The guidance will amplify what was covered in a letter Scheidt sent to the Investment Company Institute, the industry trade association in Washington, D.C., in December 1999, he said. That letter outlined specific circumstances in which a fund must use fair value prices instead of market prices, how those prices should be determined and who is in charge of establishing and overseeing the prices, he said.

"The letter didn't attempt to cover the universe of questions that arise with respect to fair value," he said. "In fact, it was intended to come into play in connection with the possibility of Y2K problems. We thought that in the event of widespread Y2K problems, there might be a lot of fair valuation issues."

The upcoming guidance, to be provided in several letters to the ICI, is intended to address changes that have taken place in the industry since the early 1970's when the SEC last issued a comprehensive report on valuations, said Scheidt.

"We've had more time to think about it and there are a number of other areas that we would like to address to respond in part to the clamoring over the last number of years by many in the industry [who have said] the SEC has not provided much guidance on fair value since the late sixties and early seventies," he said.

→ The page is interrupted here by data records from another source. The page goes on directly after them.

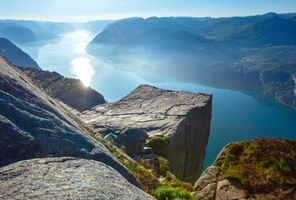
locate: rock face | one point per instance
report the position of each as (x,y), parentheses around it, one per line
(33,125)
(183,116)
(262,169)
(65,178)
(70,91)
(16,55)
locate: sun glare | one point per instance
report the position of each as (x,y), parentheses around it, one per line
(83,70)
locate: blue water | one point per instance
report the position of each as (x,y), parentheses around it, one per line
(236,116)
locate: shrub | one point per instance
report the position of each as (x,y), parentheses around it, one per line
(163,166)
(170,193)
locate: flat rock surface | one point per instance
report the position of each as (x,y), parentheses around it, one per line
(68,90)
(65,178)
(33,125)
(183,116)
(154,110)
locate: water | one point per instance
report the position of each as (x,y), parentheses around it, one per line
(236,116)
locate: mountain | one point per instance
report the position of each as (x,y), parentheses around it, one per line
(253,54)
(33,125)
(256,169)
(65,89)
(15,54)
(182,118)
(47,152)
(26,31)
(65,178)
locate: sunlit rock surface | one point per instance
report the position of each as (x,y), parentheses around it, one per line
(33,125)
(183,116)
(70,91)
(65,178)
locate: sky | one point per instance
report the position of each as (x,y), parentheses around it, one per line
(84,10)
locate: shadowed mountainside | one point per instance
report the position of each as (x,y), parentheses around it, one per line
(68,90)
(15,54)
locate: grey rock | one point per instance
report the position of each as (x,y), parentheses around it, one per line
(65,178)
(15,54)
(133,140)
(68,90)
(33,125)
(147,150)
(205,186)
(183,116)
(227,189)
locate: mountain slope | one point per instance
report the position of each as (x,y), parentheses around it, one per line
(33,125)
(68,90)
(15,54)
(65,178)
(259,169)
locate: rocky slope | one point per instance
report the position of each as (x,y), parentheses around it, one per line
(260,169)
(149,112)
(33,125)
(68,90)
(65,178)
(15,54)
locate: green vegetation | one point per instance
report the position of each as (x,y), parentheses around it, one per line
(159,144)
(149,182)
(169,193)
(260,164)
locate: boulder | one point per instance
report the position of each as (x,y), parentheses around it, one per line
(230,189)
(184,117)
(65,178)
(205,186)
(33,125)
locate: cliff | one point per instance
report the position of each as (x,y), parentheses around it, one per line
(68,90)
(16,55)
(33,125)
(260,169)
(149,112)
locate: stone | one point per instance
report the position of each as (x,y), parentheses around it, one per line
(133,140)
(147,150)
(230,189)
(34,125)
(184,117)
(68,90)
(150,161)
(65,178)
(205,186)
(15,55)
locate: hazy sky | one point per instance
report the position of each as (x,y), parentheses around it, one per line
(82,10)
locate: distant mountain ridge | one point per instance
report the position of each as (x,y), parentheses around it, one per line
(252,54)
(16,55)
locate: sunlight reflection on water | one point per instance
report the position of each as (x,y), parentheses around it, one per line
(81,65)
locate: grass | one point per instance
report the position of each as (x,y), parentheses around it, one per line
(169,193)
(149,182)
(260,164)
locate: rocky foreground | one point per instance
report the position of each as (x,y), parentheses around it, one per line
(149,112)
(262,169)
(34,125)
(65,178)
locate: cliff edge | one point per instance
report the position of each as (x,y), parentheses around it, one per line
(149,112)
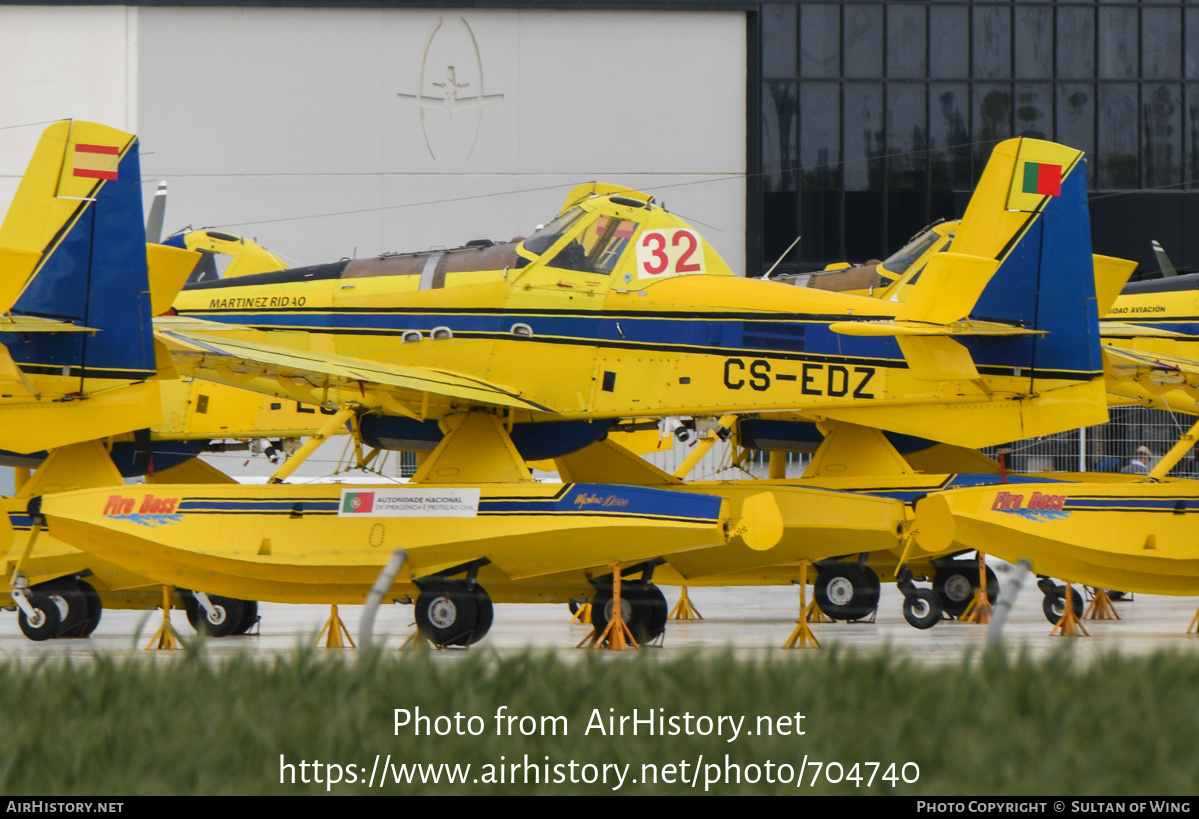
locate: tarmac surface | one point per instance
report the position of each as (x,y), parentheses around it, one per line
(751,621)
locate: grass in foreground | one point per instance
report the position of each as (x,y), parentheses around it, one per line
(191,726)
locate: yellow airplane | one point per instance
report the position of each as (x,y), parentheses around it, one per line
(630,313)
(627,313)
(78,361)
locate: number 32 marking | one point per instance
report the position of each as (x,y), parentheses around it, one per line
(669,252)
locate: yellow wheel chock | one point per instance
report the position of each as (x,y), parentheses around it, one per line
(803,637)
(684,609)
(978,610)
(615,636)
(582,615)
(166,638)
(1101,607)
(1070,625)
(335,633)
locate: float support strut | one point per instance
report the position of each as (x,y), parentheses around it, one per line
(309,446)
(802,637)
(166,638)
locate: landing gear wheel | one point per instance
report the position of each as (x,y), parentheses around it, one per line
(46,621)
(642,604)
(222,622)
(844,591)
(94,610)
(956,585)
(248,616)
(446,613)
(486,613)
(70,601)
(1054,603)
(658,610)
(922,608)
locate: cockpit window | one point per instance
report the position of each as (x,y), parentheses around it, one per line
(898,264)
(598,248)
(542,240)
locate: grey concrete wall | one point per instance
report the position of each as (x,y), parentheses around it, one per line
(338,132)
(60,62)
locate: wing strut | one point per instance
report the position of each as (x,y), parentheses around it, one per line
(309,446)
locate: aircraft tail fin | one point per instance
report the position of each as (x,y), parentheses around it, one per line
(73,252)
(1017,290)
(77,293)
(1030,216)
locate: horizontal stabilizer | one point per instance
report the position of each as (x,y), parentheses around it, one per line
(966,327)
(1110,276)
(938,359)
(951,285)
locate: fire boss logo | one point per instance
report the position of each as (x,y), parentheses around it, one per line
(1038,506)
(152,511)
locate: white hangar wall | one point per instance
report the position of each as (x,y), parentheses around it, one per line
(434,127)
(336,132)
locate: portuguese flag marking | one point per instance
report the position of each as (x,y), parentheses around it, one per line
(1042,179)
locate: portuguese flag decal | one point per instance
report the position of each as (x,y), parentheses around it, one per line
(1042,179)
(361,503)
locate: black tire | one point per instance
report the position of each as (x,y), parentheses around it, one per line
(248,616)
(844,591)
(956,584)
(644,609)
(446,613)
(223,622)
(922,608)
(658,610)
(486,613)
(47,621)
(1054,603)
(95,607)
(71,603)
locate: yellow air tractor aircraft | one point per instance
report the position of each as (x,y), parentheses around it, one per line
(79,287)
(494,354)
(856,495)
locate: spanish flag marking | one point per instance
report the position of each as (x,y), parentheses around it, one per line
(1042,179)
(96,161)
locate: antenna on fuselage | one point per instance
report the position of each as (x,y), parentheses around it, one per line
(779,260)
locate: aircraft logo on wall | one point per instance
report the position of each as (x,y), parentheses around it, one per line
(459,90)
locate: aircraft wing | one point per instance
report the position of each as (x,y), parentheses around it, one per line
(194,344)
(1125,330)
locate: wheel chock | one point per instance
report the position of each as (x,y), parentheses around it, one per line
(1101,607)
(416,642)
(1070,625)
(166,638)
(978,612)
(803,637)
(815,614)
(335,634)
(616,634)
(684,609)
(582,615)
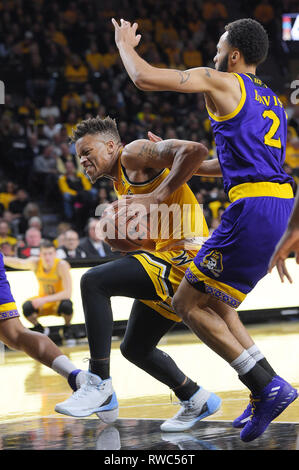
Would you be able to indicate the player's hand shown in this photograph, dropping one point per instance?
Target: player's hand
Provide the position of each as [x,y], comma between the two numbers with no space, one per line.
[141,204]
[289,243]
[125,33]
[153,137]
[37,303]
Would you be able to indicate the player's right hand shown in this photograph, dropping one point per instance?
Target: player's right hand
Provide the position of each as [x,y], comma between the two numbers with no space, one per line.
[288,244]
[125,33]
[153,137]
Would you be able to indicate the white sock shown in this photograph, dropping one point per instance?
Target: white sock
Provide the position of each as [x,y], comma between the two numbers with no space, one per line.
[63,366]
[244,363]
[255,353]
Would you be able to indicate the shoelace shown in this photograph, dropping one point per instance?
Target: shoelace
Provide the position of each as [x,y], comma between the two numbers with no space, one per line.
[253,402]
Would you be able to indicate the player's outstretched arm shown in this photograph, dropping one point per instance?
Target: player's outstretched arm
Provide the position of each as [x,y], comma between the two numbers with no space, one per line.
[288,244]
[181,156]
[149,78]
[19,263]
[206,168]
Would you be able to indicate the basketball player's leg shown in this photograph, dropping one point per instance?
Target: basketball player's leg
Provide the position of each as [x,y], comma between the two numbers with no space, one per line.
[271,394]
[122,277]
[144,330]
[38,346]
[32,315]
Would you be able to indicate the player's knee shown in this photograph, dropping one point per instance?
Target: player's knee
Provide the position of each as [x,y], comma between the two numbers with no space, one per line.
[180,306]
[92,280]
[65,307]
[28,308]
[128,351]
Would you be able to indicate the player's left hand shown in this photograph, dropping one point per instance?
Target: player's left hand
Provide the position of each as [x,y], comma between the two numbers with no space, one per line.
[126,33]
[289,243]
[38,303]
[142,204]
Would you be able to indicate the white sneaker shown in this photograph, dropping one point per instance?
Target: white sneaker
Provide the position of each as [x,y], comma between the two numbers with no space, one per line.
[200,405]
[95,395]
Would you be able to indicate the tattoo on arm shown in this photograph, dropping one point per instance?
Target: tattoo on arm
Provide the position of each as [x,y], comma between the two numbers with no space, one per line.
[150,151]
[184,76]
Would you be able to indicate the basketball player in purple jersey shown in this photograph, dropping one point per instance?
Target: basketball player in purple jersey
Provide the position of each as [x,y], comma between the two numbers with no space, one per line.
[249,125]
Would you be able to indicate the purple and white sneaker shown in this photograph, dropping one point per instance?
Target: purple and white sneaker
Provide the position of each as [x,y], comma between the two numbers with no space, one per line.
[244,417]
[274,398]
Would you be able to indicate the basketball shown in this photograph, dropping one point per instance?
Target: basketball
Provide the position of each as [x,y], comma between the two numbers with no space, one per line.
[125,233]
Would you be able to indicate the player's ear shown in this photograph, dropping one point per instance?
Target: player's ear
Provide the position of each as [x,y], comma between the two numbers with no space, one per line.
[110,146]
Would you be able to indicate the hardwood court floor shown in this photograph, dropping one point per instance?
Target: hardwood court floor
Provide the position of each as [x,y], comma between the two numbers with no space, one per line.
[29,392]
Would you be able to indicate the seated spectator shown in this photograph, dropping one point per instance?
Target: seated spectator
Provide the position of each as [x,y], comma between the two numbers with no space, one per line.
[49,109]
[51,128]
[7,250]
[292,148]
[191,56]
[76,191]
[8,194]
[76,71]
[93,58]
[92,245]
[5,235]
[70,99]
[44,176]
[71,248]
[31,247]
[31,209]
[18,204]
[55,286]
[66,156]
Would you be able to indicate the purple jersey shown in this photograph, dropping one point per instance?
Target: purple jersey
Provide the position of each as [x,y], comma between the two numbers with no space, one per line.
[8,308]
[251,141]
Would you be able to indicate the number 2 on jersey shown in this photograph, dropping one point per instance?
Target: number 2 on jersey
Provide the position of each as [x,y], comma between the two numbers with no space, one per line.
[268,139]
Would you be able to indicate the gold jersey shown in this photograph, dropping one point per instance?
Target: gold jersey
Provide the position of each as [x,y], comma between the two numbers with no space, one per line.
[180,217]
[49,282]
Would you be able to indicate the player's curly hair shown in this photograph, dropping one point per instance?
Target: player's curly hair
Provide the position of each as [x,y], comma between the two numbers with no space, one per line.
[106,126]
[250,38]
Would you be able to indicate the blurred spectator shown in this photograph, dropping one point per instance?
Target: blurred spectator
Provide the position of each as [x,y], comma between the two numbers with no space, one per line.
[92,245]
[60,71]
[71,248]
[5,235]
[31,247]
[49,109]
[76,191]
[76,71]
[8,194]
[292,149]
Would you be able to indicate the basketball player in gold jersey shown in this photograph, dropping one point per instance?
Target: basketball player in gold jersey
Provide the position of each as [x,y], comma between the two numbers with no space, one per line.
[152,277]
[55,286]
[38,346]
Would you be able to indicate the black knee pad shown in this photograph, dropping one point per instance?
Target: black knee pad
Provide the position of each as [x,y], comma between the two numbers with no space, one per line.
[65,307]
[28,308]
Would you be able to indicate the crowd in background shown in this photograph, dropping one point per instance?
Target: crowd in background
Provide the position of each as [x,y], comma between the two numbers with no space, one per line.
[60,65]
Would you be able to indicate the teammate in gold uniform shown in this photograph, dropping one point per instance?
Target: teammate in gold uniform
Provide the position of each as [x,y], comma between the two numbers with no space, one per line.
[152,277]
[55,286]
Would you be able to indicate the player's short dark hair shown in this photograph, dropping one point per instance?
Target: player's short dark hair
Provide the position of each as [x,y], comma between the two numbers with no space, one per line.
[250,38]
[96,126]
[47,244]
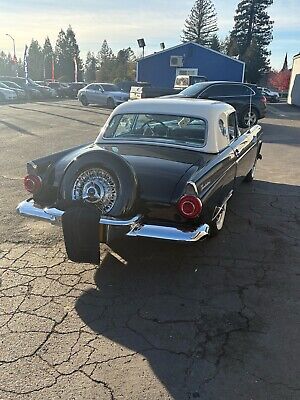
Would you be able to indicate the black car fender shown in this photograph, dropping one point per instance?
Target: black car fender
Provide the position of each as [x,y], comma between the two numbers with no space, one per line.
[120,170]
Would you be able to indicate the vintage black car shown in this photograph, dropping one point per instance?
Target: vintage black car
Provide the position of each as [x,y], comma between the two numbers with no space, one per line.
[160,168]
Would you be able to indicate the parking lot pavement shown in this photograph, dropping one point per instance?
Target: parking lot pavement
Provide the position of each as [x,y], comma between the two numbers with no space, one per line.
[213,320]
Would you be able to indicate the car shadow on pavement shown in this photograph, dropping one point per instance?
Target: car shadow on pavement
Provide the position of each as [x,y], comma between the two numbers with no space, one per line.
[76,107]
[17,128]
[284,111]
[274,134]
[56,115]
[198,315]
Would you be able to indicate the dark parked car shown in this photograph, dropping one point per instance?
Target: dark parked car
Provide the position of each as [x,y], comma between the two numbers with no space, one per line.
[160,168]
[31,91]
[21,95]
[62,89]
[104,94]
[237,94]
[75,87]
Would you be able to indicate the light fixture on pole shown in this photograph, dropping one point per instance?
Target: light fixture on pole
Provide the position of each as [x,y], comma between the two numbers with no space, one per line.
[15,57]
[142,45]
[7,34]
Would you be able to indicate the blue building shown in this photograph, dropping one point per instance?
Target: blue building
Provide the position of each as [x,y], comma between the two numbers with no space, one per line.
[161,68]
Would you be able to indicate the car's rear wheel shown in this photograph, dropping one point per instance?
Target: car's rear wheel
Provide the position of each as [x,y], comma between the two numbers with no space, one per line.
[218,220]
[251,174]
[84,101]
[248,118]
[110,103]
[96,186]
[108,188]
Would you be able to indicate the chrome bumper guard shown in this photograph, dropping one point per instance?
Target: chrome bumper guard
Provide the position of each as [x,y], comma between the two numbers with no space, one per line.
[28,208]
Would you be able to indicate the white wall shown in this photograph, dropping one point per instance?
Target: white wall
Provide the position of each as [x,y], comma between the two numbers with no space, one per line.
[294,90]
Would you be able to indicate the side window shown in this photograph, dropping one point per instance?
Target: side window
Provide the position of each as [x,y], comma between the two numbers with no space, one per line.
[125,125]
[233,131]
[212,92]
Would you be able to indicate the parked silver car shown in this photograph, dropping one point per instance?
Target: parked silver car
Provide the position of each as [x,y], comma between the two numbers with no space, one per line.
[104,94]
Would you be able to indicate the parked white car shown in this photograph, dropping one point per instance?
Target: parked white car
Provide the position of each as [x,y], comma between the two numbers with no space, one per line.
[270,95]
[104,94]
[7,95]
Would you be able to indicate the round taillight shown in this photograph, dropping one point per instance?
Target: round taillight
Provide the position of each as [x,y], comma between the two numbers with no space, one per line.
[32,183]
[189,206]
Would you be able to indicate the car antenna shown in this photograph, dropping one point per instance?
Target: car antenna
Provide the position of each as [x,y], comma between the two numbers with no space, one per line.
[250,108]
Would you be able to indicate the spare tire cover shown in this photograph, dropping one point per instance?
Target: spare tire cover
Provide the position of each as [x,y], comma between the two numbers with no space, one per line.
[117,171]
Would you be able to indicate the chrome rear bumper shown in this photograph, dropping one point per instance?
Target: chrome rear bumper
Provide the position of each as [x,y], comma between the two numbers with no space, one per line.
[136,228]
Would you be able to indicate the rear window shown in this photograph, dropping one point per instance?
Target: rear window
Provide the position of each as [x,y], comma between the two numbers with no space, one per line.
[221,90]
[193,90]
[178,129]
[109,87]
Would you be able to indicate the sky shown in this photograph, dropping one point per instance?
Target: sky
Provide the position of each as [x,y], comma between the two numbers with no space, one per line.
[122,22]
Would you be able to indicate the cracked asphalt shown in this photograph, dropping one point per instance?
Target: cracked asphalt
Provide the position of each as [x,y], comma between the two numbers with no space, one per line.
[213,320]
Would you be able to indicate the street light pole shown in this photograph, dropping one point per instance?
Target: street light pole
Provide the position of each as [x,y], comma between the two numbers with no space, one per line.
[15,57]
[7,34]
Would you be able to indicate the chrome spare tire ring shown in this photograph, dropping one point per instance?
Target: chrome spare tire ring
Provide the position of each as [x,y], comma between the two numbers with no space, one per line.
[96,186]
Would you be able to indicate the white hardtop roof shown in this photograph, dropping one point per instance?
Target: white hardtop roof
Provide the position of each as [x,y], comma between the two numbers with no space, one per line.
[196,108]
[194,44]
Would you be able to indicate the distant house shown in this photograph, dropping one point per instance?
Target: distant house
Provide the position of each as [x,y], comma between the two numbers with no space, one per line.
[294,90]
[161,68]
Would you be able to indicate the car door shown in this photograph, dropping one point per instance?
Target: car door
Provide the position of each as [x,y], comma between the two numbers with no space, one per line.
[244,146]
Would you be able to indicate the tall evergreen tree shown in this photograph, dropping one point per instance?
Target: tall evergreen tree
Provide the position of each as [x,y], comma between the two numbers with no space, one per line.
[215,43]
[35,61]
[201,24]
[106,60]
[48,56]
[66,52]
[251,34]
[61,55]
[73,55]
[91,64]
[5,67]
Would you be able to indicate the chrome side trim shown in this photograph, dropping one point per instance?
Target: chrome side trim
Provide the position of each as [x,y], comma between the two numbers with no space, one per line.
[169,233]
[219,209]
[27,208]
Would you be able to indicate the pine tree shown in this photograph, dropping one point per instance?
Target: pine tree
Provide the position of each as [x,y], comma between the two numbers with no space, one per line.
[107,63]
[72,55]
[105,53]
[91,64]
[48,56]
[251,35]
[35,61]
[215,43]
[201,24]
[66,52]
[60,55]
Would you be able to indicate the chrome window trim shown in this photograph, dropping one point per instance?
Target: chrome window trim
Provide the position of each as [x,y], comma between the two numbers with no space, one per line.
[233,84]
[156,142]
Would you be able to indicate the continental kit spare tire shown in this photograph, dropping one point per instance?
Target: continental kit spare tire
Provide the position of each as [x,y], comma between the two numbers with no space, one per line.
[98,180]
[101,178]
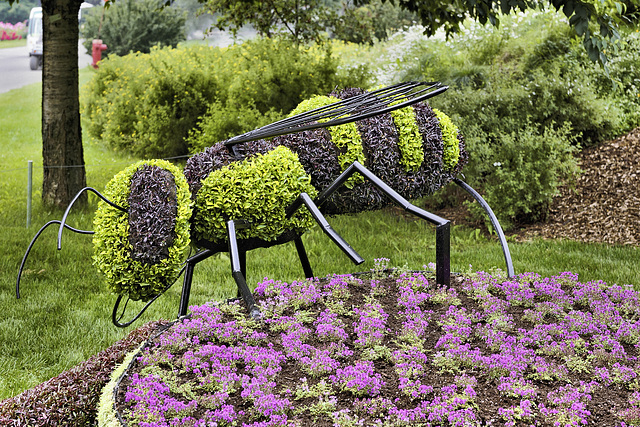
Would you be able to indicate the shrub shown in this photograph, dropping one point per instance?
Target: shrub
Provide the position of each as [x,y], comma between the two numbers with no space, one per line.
[115,257]
[149,104]
[521,171]
[72,397]
[134,26]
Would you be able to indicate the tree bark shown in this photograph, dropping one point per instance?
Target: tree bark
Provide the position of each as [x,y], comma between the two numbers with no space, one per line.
[62,153]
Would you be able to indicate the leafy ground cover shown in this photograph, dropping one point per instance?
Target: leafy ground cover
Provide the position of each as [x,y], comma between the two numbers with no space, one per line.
[396,349]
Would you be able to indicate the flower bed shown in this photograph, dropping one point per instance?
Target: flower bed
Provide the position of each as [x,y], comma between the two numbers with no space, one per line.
[395,350]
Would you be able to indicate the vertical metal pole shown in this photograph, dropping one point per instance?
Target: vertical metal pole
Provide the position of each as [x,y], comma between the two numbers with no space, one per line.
[29,190]
[443,254]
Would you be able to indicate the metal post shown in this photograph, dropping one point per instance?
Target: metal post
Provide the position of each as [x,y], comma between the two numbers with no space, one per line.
[29,190]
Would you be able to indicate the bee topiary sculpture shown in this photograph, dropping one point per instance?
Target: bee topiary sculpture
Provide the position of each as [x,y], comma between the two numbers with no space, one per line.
[348,152]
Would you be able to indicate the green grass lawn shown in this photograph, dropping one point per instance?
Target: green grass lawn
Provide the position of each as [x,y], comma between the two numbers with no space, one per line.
[64,315]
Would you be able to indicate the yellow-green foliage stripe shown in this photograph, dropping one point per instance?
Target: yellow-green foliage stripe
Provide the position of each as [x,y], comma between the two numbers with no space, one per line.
[409,139]
[258,189]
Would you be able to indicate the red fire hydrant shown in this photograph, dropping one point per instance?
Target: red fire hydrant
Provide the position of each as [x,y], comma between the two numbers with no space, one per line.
[96,51]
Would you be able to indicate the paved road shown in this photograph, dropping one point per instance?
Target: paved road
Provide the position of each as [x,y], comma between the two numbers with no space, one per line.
[15,71]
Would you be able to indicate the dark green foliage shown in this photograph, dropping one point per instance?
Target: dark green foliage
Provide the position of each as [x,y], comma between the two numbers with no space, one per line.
[149,104]
[127,273]
[379,136]
[520,175]
[222,122]
[71,398]
[257,189]
[134,26]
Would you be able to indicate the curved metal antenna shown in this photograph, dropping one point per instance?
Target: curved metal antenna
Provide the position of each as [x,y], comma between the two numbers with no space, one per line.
[66,213]
[33,241]
[116,319]
[356,108]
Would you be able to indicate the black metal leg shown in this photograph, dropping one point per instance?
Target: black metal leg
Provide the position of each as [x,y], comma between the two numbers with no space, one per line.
[494,223]
[236,267]
[443,229]
[304,259]
[188,278]
[242,258]
[326,227]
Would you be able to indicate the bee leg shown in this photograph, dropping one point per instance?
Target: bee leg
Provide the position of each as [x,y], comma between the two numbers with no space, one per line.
[443,226]
[494,223]
[238,266]
[305,199]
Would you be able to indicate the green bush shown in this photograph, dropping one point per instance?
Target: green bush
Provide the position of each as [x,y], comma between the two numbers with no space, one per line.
[150,104]
[134,26]
[258,189]
[521,171]
[113,250]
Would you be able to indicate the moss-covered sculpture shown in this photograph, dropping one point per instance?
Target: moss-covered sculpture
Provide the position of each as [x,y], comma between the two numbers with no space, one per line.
[140,251]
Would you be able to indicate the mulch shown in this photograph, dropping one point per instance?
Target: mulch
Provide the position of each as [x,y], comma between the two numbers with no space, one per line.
[601,206]
[604,204]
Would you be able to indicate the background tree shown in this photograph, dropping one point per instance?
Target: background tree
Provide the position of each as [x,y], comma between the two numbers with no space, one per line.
[134,26]
[596,21]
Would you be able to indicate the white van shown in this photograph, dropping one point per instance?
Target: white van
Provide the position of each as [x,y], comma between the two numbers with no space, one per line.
[34,36]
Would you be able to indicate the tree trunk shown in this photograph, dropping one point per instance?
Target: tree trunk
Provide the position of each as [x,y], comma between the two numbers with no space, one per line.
[62,154]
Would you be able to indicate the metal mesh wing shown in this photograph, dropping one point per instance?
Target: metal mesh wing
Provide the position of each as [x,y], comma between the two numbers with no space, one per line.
[349,110]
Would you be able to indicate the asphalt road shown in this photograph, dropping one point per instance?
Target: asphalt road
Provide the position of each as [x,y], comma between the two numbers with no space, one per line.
[15,71]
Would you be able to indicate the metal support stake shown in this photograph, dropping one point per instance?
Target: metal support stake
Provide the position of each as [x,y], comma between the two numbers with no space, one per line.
[29,190]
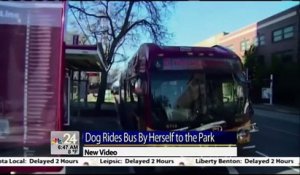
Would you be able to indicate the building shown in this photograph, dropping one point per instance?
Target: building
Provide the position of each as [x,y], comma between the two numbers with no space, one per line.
[277,35]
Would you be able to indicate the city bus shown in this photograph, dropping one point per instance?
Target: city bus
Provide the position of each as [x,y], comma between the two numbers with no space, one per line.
[185,88]
[31,79]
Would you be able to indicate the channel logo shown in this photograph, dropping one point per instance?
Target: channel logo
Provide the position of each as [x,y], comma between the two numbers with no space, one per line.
[56,141]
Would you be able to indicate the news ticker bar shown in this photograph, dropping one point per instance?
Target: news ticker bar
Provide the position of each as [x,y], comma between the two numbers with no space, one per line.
[159,151]
[146,161]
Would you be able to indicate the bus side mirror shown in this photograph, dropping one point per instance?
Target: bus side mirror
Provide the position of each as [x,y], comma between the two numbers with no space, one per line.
[137,87]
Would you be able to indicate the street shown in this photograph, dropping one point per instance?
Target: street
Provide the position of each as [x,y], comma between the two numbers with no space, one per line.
[278,136]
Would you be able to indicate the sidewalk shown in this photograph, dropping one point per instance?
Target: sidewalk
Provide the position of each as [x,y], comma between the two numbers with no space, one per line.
[278,108]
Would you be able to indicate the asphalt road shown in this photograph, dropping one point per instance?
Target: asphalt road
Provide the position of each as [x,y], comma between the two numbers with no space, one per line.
[278,136]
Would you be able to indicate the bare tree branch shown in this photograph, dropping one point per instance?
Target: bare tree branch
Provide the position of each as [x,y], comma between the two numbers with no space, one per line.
[86,13]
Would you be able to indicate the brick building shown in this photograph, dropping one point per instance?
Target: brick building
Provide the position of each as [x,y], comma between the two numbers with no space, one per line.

Scheidt spoke at a conference here last week on directors issues sponsored by the Mutual Fund Directors Education Council of Chicago.

One of the subjects to be addressed in the forthcoming guidance will be the pricing of foreign securities on the exchanges on which they are traded and a security's price at the time the fund that holds it closes, he said. In some cases, events that occur between the market's closing and the fund's valuation can have a significant effect on a security's value, Scheidt said.

"Any sort of event could occur between the two time periods that could affect the valuation of the security," he said.

Another possible topic in the letters could be block discounts, Scheidt said. There is a question as to whether funds should discount large holdings to anticipate the actual value of the securities in the event it has to sell a large portion of its holdings, he said.

"My personal position is that ... the law clearly would provide that the fund is required to use market quotations when they are readily available," he said. "There is nothing about that circumstance that would indicate that market quotations are not readily available or reliable. [Using anything other than a market valuation] would also penalize the fund for an event that is really not likely to occur."

The letters will also address directors' responsibilities in understanding their fund's pricing methodology, he said.

"We would highly recommend that the fund have procedures in place to periodically compare the fair values that they determine with actual sales prices [and] prices obtained from pricing services with any other reliable source of information," Scheidt said.

"I think it would benefit everyone if the commission ... expanded on what the good faith standard means, or what we think it means," he said. "The law, with respect to fair valuations, provides that share values are what the directors determine in their good faith."